Last Modified: Apr 28, 2025
Affected Product(s):
BIG-IP LTM
Known Affected Versions:
12.1.0, 12.1.0 HF1, 12.1.0 HF2, 12.1.1, 12.1.1 HF1, 12.1.1 HF2, 12.1.2, 12.1.2 HF1, 12.1.2 HF2, 12.1.3, 12.1.3.1, 12.1.3.2, 12.1.3.3, 12.1.3.4, 12.1.3.5, 12.1.3.6, 13.0.0, 13.0.0 HF1, 13.0.0 HF2, 13.0.0 HF3, 13.0.1, 13.1.0, 13.1.0.1, 13.1.0.2, 13.1.0.3, 13.1.0.4, 13.1.0.5, 13.1.0.6, 13.1.0.7
Fixed In:
14.0.0, 13.1.0.8, 12.1.3.7
Opened: Nov 07, 2017 Severity: 3-Major
When a very large Client Certificate Chain, typically exceeding 16,384 bytes, is received by BIG-IP on a virtual service, and Session Persistence is enabled, the handshake hangs.

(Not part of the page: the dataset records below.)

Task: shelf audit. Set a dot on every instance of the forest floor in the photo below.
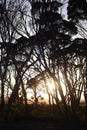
(42, 119)
(43, 124)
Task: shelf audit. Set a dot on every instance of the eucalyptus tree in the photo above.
(53, 36)
(12, 26)
(78, 14)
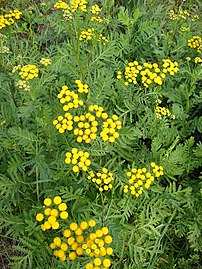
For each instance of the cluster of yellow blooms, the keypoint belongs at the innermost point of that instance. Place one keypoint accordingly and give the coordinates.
(89, 34)
(78, 4)
(53, 209)
(77, 241)
(74, 5)
(45, 61)
(184, 29)
(95, 9)
(64, 123)
(16, 68)
(195, 43)
(140, 178)
(147, 73)
(29, 72)
(108, 132)
(162, 112)
(2, 122)
(86, 128)
(22, 84)
(97, 19)
(103, 180)
(182, 15)
(8, 19)
(79, 159)
(69, 99)
(198, 60)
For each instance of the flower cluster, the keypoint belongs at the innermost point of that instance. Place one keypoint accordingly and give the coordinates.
(53, 210)
(78, 159)
(2, 122)
(69, 99)
(72, 240)
(74, 5)
(147, 73)
(185, 29)
(45, 61)
(64, 123)
(198, 60)
(29, 72)
(95, 9)
(108, 132)
(195, 43)
(22, 84)
(102, 180)
(87, 34)
(16, 68)
(82, 88)
(162, 112)
(140, 178)
(96, 246)
(182, 15)
(78, 241)
(8, 19)
(97, 19)
(78, 4)
(86, 128)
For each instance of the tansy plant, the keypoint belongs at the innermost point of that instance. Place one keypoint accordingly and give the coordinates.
(94, 174)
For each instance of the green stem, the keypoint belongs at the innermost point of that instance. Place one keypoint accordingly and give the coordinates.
(103, 207)
(37, 170)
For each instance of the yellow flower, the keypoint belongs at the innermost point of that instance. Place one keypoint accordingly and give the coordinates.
(57, 200)
(39, 217)
(47, 202)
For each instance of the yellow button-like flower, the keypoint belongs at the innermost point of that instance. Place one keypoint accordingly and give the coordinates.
(64, 215)
(47, 202)
(55, 225)
(73, 226)
(97, 261)
(67, 233)
(106, 263)
(83, 225)
(108, 239)
(92, 223)
(62, 207)
(57, 200)
(39, 217)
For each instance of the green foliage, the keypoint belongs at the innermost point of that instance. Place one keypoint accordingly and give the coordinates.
(162, 227)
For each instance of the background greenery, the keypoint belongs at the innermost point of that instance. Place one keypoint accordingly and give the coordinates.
(161, 228)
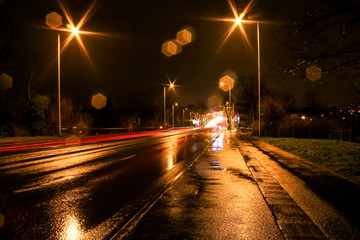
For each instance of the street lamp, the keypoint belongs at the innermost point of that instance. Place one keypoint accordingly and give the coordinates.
(237, 21)
(227, 83)
(171, 86)
(173, 115)
(54, 21)
(184, 116)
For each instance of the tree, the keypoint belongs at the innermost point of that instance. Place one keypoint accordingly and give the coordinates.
(327, 36)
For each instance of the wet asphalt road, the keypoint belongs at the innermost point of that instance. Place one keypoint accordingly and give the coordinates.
(89, 191)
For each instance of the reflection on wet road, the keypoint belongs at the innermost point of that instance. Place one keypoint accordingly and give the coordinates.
(89, 191)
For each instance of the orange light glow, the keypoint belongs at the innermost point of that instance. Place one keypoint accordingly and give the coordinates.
(171, 48)
(185, 36)
(226, 82)
(237, 21)
(98, 101)
(54, 20)
(313, 73)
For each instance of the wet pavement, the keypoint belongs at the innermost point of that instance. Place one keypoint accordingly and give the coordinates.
(238, 190)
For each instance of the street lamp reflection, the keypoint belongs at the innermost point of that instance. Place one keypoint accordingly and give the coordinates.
(72, 229)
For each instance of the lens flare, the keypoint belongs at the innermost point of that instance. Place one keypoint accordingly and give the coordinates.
(98, 101)
(6, 81)
(54, 21)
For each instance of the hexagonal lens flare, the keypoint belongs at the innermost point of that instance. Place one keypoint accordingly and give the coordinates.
(5, 81)
(171, 48)
(98, 101)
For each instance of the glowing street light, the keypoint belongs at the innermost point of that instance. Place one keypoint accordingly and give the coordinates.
(173, 115)
(54, 21)
(227, 83)
(237, 22)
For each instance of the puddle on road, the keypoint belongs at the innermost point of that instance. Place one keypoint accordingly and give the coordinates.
(240, 174)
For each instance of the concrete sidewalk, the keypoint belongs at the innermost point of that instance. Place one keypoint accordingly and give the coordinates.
(236, 191)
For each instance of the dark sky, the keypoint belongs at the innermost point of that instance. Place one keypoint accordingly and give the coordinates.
(129, 60)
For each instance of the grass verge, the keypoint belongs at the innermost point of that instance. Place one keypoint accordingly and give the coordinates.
(341, 157)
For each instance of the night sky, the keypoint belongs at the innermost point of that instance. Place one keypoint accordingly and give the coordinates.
(127, 60)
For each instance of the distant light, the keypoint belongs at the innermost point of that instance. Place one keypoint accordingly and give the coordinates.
(53, 20)
(214, 102)
(6, 81)
(313, 73)
(185, 36)
(98, 101)
(226, 83)
(171, 48)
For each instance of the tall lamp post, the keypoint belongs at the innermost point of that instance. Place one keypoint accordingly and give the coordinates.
(228, 81)
(171, 86)
(259, 73)
(237, 21)
(173, 114)
(54, 20)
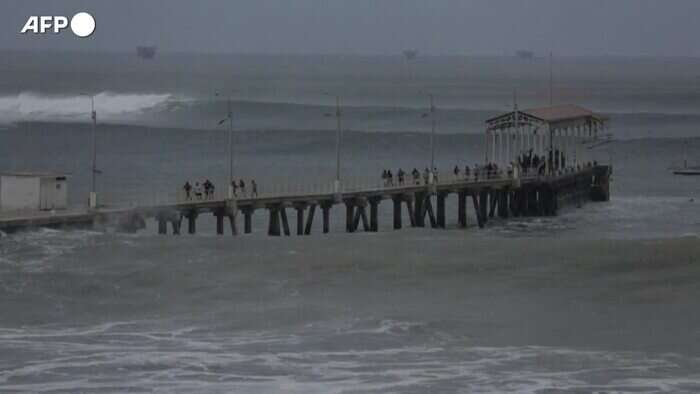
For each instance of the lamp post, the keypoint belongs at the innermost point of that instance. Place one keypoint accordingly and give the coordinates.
(338, 137)
(432, 134)
(229, 117)
(93, 188)
(338, 140)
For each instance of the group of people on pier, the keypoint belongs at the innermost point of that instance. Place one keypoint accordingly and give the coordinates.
(240, 187)
(427, 177)
(205, 190)
(200, 191)
(525, 164)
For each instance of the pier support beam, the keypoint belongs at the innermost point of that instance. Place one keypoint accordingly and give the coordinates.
(374, 213)
(310, 220)
(232, 223)
(397, 211)
(162, 226)
(349, 214)
(219, 214)
(441, 197)
(493, 202)
(300, 208)
(191, 222)
(411, 211)
(285, 222)
(419, 209)
(462, 209)
(247, 219)
(176, 225)
(480, 213)
(325, 208)
(483, 206)
(273, 228)
(503, 204)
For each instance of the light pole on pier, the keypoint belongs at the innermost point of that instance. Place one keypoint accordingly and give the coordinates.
(229, 117)
(432, 133)
(93, 188)
(338, 137)
(338, 140)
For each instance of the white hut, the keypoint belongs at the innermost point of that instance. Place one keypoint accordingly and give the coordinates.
(33, 191)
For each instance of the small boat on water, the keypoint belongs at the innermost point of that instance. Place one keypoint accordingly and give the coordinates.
(685, 170)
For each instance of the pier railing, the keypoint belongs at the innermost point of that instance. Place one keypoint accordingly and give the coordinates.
(163, 196)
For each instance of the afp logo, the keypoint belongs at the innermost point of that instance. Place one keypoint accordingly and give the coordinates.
(82, 24)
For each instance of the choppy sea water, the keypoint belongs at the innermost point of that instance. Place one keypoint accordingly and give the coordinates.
(599, 299)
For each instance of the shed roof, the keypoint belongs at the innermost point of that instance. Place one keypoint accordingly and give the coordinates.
(28, 174)
(557, 115)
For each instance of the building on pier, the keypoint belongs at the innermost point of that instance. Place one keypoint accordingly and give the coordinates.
(554, 132)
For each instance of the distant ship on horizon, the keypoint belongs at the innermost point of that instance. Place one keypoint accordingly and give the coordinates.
(522, 54)
(146, 52)
(410, 54)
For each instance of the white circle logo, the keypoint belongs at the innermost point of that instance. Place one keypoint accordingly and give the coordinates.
(82, 24)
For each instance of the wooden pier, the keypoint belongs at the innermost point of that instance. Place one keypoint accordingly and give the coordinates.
(551, 137)
(412, 205)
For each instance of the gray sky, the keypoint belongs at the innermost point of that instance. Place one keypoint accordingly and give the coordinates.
(567, 27)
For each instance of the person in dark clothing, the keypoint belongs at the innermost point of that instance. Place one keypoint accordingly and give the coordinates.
(198, 191)
(254, 188)
(188, 191)
(210, 189)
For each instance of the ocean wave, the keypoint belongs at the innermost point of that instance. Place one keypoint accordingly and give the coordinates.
(129, 356)
(32, 106)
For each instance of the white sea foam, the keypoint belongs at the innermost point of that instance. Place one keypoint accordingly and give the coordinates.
(35, 106)
(119, 356)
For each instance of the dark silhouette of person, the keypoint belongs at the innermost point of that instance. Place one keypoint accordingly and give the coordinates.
(188, 190)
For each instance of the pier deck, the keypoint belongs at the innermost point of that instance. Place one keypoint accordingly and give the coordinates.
(503, 196)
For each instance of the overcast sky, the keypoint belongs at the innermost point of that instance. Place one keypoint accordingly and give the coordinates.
(567, 27)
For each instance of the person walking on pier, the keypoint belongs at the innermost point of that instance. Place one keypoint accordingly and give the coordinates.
(234, 188)
(208, 189)
(211, 189)
(253, 188)
(188, 191)
(198, 191)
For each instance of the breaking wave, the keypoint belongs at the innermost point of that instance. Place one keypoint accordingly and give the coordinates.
(29, 106)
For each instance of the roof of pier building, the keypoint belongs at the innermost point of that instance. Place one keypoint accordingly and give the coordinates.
(558, 116)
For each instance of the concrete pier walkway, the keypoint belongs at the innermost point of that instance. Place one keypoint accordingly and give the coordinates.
(417, 205)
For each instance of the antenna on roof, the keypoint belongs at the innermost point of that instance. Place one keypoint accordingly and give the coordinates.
(551, 80)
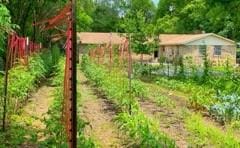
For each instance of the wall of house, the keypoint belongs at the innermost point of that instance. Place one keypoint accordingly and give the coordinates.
(228, 53)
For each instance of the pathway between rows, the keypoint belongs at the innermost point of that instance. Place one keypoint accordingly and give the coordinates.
(99, 113)
(36, 110)
(170, 118)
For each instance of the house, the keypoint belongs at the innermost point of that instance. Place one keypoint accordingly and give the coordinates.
(219, 49)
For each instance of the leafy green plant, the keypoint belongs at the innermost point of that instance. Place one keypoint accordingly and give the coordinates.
(55, 130)
(209, 135)
(115, 87)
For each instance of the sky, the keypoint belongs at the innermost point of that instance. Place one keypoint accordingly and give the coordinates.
(155, 1)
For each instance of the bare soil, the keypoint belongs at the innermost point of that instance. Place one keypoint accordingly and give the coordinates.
(170, 121)
(35, 111)
(38, 105)
(99, 113)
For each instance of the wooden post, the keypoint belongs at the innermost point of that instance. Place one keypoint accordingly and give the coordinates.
(73, 68)
(5, 89)
(130, 74)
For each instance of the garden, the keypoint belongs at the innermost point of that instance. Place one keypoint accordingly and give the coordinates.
(90, 74)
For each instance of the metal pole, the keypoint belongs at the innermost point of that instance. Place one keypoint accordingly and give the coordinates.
(74, 78)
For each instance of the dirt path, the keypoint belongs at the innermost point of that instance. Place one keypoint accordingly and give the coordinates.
(38, 106)
(100, 115)
(170, 121)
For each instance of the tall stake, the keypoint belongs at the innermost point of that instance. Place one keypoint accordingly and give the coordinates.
(74, 77)
(130, 74)
(5, 91)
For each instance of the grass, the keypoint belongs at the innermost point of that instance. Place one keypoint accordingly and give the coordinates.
(208, 135)
(115, 87)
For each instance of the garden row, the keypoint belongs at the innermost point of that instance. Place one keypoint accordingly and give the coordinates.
(22, 81)
(55, 130)
(115, 86)
(219, 94)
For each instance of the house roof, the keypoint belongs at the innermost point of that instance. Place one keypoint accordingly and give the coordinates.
(181, 39)
(100, 38)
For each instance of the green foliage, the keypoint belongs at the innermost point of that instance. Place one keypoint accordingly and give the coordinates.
(200, 96)
(208, 135)
(191, 16)
(116, 88)
(55, 130)
(144, 130)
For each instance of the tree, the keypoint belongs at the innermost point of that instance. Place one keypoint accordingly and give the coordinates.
(106, 16)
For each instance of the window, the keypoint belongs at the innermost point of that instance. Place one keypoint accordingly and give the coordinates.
(202, 49)
(217, 50)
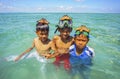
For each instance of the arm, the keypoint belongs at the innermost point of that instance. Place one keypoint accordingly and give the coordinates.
(27, 51)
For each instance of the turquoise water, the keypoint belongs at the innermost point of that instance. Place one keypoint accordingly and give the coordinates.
(17, 31)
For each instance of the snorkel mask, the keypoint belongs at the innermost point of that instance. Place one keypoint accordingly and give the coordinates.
(64, 22)
(83, 32)
(42, 25)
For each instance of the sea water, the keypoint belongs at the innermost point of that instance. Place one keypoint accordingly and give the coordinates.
(17, 31)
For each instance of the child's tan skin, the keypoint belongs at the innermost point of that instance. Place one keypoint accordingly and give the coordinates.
(62, 42)
(41, 43)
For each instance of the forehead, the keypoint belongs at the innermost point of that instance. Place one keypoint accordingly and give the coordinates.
(65, 29)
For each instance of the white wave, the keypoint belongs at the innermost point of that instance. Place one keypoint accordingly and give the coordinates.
(29, 55)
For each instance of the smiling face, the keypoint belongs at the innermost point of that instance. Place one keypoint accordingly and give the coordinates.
(81, 41)
(65, 33)
(43, 35)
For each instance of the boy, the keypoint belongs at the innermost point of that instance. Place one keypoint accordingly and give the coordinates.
(80, 54)
(63, 41)
(41, 43)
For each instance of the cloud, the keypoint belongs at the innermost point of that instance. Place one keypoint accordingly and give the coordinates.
(64, 8)
(79, 0)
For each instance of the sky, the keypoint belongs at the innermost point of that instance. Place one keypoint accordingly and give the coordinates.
(74, 6)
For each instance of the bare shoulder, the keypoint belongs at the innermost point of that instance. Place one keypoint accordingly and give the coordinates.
(56, 37)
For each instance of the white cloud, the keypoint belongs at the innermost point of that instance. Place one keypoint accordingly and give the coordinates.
(79, 0)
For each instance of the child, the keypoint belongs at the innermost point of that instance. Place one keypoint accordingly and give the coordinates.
(41, 43)
(63, 41)
(80, 54)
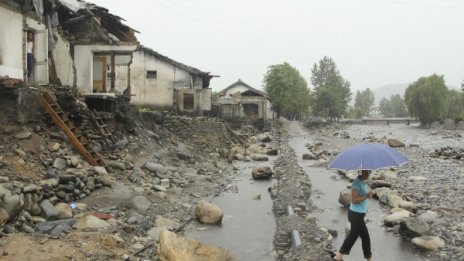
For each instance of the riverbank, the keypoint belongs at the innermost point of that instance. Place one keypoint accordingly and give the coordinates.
(433, 184)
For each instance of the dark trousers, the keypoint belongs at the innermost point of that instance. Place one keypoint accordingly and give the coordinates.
(30, 64)
(358, 229)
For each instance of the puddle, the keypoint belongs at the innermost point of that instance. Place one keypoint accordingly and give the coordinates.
(326, 188)
(248, 226)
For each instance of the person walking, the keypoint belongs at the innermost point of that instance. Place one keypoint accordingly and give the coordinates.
(30, 53)
(358, 209)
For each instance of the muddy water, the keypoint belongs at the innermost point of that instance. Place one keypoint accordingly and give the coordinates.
(409, 134)
(326, 187)
(248, 226)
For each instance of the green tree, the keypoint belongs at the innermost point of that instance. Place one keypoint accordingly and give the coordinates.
(288, 90)
(426, 99)
(398, 106)
(331, 92)
(386, 108)
(363, 102)
(455, 108)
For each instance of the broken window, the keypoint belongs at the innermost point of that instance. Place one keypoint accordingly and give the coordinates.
(188, 101)
(151, 74)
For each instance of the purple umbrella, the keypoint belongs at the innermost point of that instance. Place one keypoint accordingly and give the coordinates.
(369, 156)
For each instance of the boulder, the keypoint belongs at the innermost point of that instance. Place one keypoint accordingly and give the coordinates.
(4, 216)
(208, 213)
(91, 221)
(64, 211)
(259, 158)
(174, 248)
(428, 242)
(262, 173)
(428, 216)
(141, 203)
(413, 227)
(395, 218)
(394, 143)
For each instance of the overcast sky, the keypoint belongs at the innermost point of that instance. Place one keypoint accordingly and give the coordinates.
(373, 42)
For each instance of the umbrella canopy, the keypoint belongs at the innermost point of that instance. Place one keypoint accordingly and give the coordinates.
(368, 156)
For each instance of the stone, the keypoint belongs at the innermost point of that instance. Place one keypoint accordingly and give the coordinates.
(259, 158)
(48, 210)
(13, 204)
(60, 163)
(48, 226)
(3, 192)
(30, 188)
(155, 167)
(91, 221)
(408, 205)
(166, 223)
(23, 135)
(413, 227)
(345, 197)
(175, 248)
(396, 217)
(4, 217)
(50, 182)
(264, 137)
(309, 156)
(428, 216)
(140, 203)
(428, 242)
(380, 184)
(272, 152)
(208, 213)
(394, 200)
(262, 173)
(394, 143)
(64, 211)
(100, 170)
(53, 146)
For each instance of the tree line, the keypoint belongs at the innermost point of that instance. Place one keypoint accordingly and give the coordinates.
(428, 99)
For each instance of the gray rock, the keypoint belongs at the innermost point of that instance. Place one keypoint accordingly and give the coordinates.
(48, 210)
(155, 167)
(413, 227)
(13, 204)
(262, 173)
(428, 242)
(59, 163)
(23, 135)
(428, 216)
(48, 226)
(141, 203)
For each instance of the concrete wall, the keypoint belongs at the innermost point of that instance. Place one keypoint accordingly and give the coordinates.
(11, 44)
(63, 62)
(171, 82)
(83, 60)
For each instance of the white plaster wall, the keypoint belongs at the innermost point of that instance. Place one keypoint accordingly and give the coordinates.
(237, 88)
(159, 91)
(11, 44)
(83, 60)
(63, 62)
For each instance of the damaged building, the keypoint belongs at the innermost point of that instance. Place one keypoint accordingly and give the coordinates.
(159, 81)
(240, 100)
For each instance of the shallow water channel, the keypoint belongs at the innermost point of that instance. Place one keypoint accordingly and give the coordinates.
(330, 214)
(248, 226)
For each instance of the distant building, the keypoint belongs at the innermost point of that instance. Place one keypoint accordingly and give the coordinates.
(240, 100)
(160, 81)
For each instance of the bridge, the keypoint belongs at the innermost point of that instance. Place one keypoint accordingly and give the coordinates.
(407, 121)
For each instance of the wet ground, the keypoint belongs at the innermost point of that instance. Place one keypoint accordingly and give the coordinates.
(330, 214)
(248, 226)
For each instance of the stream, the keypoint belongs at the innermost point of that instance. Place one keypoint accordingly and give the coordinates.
(330, 214)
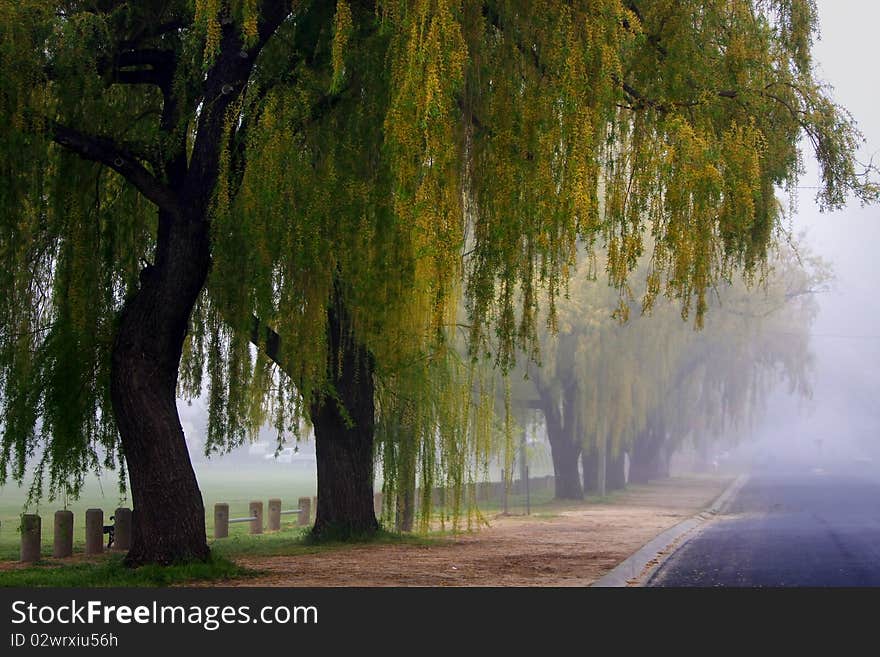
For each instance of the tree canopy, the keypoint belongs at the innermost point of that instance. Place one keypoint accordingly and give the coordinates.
(238, 171)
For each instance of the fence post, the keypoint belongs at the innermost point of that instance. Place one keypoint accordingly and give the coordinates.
(94, 531)
(256, 511)
(122, 528)
(221, 520)
(31, 536)
(63, 535)
(274, 514)
(304, 511)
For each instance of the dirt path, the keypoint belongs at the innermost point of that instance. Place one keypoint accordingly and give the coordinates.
(573, 548)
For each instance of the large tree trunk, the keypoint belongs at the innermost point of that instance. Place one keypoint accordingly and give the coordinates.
(344, 434)
(616, 472)
(565, 446)
(565, 461)
(406, 491)
(169, 515)
(590, 470)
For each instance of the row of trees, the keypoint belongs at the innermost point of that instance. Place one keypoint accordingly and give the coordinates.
(186, 183)
(651, 385)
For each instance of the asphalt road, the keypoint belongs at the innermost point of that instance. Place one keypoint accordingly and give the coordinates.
(788, 527)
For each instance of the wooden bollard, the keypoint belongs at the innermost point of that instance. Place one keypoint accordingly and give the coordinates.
(31, 537)
(94, 531)
(256, 512)
(304, 511)
(221, 520)
(122, 530)
(62, 545)
(274, 515)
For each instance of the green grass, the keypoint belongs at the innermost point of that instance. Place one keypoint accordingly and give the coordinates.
(218, 482)
(112, 572)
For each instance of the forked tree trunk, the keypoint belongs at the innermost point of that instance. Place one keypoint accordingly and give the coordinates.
(168, 512)
(344, 434)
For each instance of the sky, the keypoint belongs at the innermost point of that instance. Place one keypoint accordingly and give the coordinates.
(846, 334)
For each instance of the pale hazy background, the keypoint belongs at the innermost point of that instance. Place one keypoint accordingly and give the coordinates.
(846, 336)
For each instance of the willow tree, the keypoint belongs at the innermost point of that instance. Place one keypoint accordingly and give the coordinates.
(337, 173)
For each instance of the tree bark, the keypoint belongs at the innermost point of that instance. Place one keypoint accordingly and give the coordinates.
(564, 448)
(344, 421)
(406, 492)
(590, 471)
(616, 474)
(168, 512)
(565, 461)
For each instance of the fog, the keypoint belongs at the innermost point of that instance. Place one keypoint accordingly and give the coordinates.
(842, 413)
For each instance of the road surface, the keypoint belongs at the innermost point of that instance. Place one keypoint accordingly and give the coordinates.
(796, 527)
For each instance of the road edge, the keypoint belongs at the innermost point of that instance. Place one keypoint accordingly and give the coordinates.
(638, 568)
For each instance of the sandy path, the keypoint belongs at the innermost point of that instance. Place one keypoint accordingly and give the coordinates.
(574, 548)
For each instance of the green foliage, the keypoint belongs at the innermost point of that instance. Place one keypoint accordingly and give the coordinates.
(622, 382)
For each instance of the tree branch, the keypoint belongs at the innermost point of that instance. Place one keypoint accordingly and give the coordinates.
(107, 152)
(225, 82)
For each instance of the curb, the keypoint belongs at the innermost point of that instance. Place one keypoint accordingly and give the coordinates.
(637, 569)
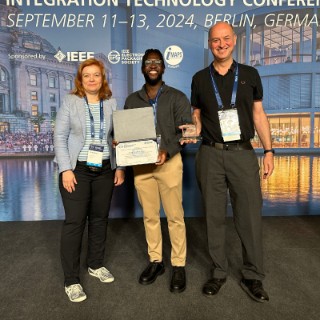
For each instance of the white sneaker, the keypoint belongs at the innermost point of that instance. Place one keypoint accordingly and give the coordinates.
(75, 293)
(102, 273)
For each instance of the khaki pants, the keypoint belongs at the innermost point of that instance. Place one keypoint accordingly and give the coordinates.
(162, 183)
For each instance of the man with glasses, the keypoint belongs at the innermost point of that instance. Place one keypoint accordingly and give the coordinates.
(162, 181)
(227, 100)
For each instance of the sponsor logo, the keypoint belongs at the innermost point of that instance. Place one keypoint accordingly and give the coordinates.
(74, 55)
(173, 56)
(114, 56)
(26, 56)
(125, 57)
(60, 56)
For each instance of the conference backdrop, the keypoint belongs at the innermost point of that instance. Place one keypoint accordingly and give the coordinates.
(42, 43)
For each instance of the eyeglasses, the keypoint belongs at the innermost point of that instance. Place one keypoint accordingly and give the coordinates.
(150, 62)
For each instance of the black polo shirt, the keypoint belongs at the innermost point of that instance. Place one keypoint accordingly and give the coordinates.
(203, 97)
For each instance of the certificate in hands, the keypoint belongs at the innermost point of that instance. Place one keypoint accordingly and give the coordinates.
(135, 133)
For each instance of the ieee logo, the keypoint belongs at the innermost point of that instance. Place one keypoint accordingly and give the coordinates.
(74, 56)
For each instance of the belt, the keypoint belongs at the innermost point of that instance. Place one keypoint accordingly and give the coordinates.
(229, 145)
(94, 169)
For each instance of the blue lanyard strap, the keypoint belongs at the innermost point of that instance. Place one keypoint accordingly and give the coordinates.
(92, 119)
(234, 90)
(154, 103)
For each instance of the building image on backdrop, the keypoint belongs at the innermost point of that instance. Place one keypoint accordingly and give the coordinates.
(35, 75)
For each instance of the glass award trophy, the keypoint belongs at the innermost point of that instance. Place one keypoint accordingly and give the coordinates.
(189, 132)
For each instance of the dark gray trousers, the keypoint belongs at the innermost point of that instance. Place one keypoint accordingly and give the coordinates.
(220, 171)
(89, 202)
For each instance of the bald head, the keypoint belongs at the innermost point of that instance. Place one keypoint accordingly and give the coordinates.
(219, 26)
(221, 41)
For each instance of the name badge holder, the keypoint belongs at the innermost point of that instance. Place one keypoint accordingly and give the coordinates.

The backend server will not be securely accessible via SSL because the connection hangs
[1] SSL client authentication is enabled on the backend server [2] No SSL profile is specified on the BIG-IP device for the virtual service, on both, client and server side [3] An SSL connection is initiated from the front-end client, via the BIG-IP's virtual service, to the backend server. [4] The client certificate chain is passed to the BIG-IP device as part of initiating the connection.
Disable SSL Session Persistence.
Whenever a fragmented message is received by a BIG-IP virtual service, subsequent messages contain a 5-byte header, each, which should be accounted for. Upon taking this into consideration, no more multiple-of-5 bytes are found missing while the message is being parsed by the Session Persistence parser, and the parser no longer hangs.